However, the good news of 2018 is not just that we got bigger, but that we have gone deeper in our faith. Depth cannot be measured as easily as growth. We cannot count the challenges we meet faithfully, or the love we give unconditionally, or the forgiveness we practice unreservedly, or the grace we share freely. We only know depth to the extent we feel it in our lives and see it in others. And, having listened to and walked with so many of you, I know that in all these ways, and more, we have have gone deeper in our faith as a congregation.
This new depth, I believe, comes from the fact that, just as our founders hoped, we are each finding new life in our fourfold vision, that we would be a place where we meet Jesus, find Joy, share Beauty, and serve Others. Focusing on depth is the best way to honor what our founders did, as only people deeply passionate about the Gospel could found a church as magnificent as ours.
In 2018, we began going deeper by inviting a local artist, Daniel Cascardo, to paint a beautiful mural at the Eucharist before our 2018 annual meeting. As I preached, Daniel painted, and when I was finished, an outline of a Resurrected Jesus and four icons representing our fourfold vision appeared. Over Lent, members of the parish — adults and children — took turns coloring in the outline. Unveiled on Easter Day, the powerful image of Resurrection was a visible reminder of what God did on the first Easter and of what God has in store for us as people of the Resurrection.
The Resurrection is not simply a reminder that the story of Christianity has a happy ending.
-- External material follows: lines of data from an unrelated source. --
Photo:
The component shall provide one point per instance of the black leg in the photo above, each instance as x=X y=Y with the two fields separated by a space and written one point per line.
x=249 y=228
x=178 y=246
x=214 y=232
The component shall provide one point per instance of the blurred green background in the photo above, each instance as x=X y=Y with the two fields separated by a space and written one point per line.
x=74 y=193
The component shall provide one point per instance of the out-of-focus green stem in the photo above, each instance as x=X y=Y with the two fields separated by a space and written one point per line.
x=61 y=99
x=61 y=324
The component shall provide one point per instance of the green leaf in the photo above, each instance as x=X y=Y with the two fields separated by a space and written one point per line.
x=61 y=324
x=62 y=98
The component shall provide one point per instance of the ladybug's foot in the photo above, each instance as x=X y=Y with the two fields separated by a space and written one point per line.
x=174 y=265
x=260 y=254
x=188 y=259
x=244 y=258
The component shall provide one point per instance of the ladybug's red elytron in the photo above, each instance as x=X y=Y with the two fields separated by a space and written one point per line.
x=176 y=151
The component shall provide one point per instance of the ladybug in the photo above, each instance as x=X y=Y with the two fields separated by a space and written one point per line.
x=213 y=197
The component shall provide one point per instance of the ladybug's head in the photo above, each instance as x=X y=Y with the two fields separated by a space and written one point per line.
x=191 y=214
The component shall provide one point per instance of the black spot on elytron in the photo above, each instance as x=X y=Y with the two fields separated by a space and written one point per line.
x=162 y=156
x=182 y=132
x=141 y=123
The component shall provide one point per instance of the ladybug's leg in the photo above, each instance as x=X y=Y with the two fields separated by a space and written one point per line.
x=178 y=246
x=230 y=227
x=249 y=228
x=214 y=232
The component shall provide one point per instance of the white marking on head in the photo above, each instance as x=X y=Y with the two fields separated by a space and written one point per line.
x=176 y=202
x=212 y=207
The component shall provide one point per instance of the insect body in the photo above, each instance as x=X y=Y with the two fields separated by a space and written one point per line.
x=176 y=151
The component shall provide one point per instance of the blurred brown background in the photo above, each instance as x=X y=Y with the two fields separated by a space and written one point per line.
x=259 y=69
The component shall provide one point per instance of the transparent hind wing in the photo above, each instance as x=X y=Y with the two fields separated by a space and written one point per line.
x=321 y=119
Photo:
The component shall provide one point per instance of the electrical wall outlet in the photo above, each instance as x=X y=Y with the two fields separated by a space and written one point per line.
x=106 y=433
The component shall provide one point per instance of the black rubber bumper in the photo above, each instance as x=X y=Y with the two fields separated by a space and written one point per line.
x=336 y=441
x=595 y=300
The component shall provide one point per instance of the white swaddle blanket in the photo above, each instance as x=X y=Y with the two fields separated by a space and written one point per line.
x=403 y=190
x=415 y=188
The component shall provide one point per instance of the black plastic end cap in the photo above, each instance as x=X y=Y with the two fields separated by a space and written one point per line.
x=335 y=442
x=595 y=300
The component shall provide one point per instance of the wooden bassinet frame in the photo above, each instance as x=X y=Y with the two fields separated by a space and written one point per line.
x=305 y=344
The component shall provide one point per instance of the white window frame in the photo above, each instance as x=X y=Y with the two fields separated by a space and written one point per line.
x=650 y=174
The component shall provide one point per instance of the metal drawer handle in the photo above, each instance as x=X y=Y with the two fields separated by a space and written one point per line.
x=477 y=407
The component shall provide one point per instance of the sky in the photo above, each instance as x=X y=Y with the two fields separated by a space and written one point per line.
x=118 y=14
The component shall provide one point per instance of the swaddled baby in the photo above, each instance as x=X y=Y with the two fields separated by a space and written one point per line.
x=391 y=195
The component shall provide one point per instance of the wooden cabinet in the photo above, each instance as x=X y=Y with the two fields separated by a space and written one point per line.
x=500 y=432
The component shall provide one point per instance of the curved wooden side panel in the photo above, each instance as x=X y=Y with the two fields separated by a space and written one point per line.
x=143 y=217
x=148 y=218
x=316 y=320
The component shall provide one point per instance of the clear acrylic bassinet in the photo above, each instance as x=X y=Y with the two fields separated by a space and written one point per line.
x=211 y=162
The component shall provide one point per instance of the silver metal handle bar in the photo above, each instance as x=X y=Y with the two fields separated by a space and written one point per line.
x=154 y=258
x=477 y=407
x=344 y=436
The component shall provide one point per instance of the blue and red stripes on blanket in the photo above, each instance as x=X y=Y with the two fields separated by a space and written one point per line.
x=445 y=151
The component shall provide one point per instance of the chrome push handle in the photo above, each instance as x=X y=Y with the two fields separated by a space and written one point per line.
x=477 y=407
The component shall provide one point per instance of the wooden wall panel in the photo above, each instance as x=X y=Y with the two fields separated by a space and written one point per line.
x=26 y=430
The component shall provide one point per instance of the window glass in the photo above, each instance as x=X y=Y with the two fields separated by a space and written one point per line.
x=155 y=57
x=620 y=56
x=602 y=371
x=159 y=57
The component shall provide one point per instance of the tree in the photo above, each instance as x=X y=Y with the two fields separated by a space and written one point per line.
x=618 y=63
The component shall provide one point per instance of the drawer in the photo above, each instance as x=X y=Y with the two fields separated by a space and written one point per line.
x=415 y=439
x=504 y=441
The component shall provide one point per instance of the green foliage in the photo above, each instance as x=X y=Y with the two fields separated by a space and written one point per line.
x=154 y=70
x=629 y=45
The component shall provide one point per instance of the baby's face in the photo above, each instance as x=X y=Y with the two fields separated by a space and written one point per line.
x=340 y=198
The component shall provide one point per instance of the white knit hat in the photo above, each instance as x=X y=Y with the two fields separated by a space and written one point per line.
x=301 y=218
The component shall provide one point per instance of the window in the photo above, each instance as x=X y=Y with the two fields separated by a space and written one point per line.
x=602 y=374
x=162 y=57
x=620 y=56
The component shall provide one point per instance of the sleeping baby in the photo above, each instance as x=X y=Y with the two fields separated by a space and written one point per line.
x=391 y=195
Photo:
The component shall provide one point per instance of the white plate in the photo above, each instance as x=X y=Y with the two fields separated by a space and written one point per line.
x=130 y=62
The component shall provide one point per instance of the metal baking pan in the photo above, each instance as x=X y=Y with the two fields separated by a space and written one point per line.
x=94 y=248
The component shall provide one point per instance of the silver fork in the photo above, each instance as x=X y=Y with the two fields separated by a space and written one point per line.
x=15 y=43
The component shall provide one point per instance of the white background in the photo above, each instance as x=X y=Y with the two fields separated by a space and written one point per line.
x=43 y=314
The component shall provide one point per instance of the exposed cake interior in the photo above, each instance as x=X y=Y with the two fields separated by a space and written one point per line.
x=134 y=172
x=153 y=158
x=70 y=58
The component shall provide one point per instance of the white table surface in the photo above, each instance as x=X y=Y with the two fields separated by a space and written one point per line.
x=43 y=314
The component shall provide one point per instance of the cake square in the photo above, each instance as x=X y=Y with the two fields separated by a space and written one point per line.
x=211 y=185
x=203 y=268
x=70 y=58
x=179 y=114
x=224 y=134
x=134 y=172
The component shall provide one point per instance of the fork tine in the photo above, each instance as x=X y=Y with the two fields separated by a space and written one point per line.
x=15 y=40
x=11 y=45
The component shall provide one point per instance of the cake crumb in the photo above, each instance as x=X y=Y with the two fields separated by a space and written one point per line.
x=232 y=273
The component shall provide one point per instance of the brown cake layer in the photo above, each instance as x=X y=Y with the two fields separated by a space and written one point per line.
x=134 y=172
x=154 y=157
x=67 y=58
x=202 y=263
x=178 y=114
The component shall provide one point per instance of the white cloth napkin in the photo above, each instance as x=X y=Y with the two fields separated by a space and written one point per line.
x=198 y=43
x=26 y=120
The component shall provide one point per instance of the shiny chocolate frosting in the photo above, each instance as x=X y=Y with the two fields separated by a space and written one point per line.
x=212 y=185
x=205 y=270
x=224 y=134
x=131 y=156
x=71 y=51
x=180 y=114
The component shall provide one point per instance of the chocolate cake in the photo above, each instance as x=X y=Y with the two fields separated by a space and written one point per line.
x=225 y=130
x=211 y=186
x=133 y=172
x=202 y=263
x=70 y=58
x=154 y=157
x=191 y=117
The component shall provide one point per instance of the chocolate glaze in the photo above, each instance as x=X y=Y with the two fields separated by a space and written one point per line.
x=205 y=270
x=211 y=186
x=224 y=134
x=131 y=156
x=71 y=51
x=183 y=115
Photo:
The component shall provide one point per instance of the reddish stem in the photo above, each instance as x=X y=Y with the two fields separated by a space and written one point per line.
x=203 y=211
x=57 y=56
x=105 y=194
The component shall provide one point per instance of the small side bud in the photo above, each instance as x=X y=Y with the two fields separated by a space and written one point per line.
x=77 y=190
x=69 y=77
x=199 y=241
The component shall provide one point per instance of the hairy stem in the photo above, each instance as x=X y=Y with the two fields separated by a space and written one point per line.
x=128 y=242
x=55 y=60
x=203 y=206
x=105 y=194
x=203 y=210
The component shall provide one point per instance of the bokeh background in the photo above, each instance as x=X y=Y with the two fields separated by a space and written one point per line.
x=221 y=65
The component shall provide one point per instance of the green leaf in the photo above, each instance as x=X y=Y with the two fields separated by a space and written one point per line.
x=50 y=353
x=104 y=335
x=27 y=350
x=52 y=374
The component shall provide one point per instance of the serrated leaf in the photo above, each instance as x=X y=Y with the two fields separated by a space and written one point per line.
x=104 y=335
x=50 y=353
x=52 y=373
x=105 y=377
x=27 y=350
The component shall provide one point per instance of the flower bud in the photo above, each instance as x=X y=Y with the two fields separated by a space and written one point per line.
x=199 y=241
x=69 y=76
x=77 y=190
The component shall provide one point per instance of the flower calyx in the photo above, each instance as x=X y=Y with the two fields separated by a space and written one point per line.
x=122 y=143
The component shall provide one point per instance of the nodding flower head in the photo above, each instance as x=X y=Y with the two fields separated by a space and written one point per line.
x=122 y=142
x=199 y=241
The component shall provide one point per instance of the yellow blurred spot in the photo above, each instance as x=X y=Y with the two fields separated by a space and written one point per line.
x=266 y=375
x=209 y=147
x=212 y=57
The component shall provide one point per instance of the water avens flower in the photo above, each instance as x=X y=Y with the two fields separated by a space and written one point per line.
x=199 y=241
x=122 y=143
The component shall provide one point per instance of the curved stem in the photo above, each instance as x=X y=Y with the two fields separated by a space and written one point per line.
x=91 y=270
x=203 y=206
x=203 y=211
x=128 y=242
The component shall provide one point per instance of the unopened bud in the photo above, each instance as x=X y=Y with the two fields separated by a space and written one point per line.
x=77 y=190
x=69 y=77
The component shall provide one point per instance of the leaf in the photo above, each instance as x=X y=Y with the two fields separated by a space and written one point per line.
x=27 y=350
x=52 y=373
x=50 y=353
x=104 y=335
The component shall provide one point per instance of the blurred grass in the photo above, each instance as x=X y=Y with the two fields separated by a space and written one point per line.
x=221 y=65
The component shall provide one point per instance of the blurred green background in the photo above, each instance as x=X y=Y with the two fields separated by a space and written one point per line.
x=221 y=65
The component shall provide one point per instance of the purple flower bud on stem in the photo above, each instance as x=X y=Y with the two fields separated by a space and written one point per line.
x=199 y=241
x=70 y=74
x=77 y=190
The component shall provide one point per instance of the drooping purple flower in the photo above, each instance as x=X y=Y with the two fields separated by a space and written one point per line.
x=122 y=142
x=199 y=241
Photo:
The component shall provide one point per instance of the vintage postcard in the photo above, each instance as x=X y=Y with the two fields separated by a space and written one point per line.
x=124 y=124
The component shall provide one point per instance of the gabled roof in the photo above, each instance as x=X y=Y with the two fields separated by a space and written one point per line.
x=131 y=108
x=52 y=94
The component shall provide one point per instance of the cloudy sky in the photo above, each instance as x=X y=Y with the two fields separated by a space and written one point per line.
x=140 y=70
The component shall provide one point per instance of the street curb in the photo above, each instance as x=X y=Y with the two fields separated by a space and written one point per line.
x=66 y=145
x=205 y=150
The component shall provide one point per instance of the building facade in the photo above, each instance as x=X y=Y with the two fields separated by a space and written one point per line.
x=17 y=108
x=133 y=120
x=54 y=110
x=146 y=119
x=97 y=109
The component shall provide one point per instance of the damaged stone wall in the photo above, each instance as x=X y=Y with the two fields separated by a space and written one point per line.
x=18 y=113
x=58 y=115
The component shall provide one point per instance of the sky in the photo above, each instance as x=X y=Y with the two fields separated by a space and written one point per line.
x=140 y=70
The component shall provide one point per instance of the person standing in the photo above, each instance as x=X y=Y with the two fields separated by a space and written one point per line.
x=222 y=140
Rather, it reveals to us that we experience Christ’s victory over the grave whenever we live out our Baptismal vows (BCP 302) — when we turn away from whatever brings death, sin, and the devil into our lives and turn toward Jesus as our life, our lord, and our liberator. By following the way of Jesus, we go with the grain of Christ’s love and the Gospel’s grace in the world, and we participate in Christ’s Resurrection. The very same power that raised Christ from the dead flows through us, raising us to the new life God promises us in Christ.
Therefore, the Resurrection is not a reward given in the distant future, but a promise that the future is now. On Easter Day last year, a powerful reminder of this mystery happened in my sermon. I walked up to the completed painting and pointed out the outline of a figure in a wheelchair. The figure was a reference to Stevie Beer, who had recently passed away. Stevie was someone who embodied fully the Resurrection in his life, and I had initially mentioned him when Daniel was tracing his outline. Though limited physically, Stevie was a giant spiritually. He was truly a Christlike person who somehow brought out the best in others.
Unbeknownst to me, Stevie’s sister, Vanessa, who lives in Ann Arbor and is not a member of Christ Church Cranbrook, decided that same morning to come to our Easter service. She heard the tribute to her brother and burst into tears. She later wrote:. “It is so heartwarming to know the painting is there as a remembrance of all that the church meant to Stevie and what he meant to it’s members.”
This painting, then, already depicts us as we were at a point in time. Yet, because the Resurrected Christ is at the center of the painting, it reminds us that, as much as we are a historic church of the past, God is already leading us deeper in our faith to the present and future he has prepared for us. We may not know what the future will be precisely, but we do know that, through Christ, it is assured. May we continue to go deeper as we faithfully walk in 2019.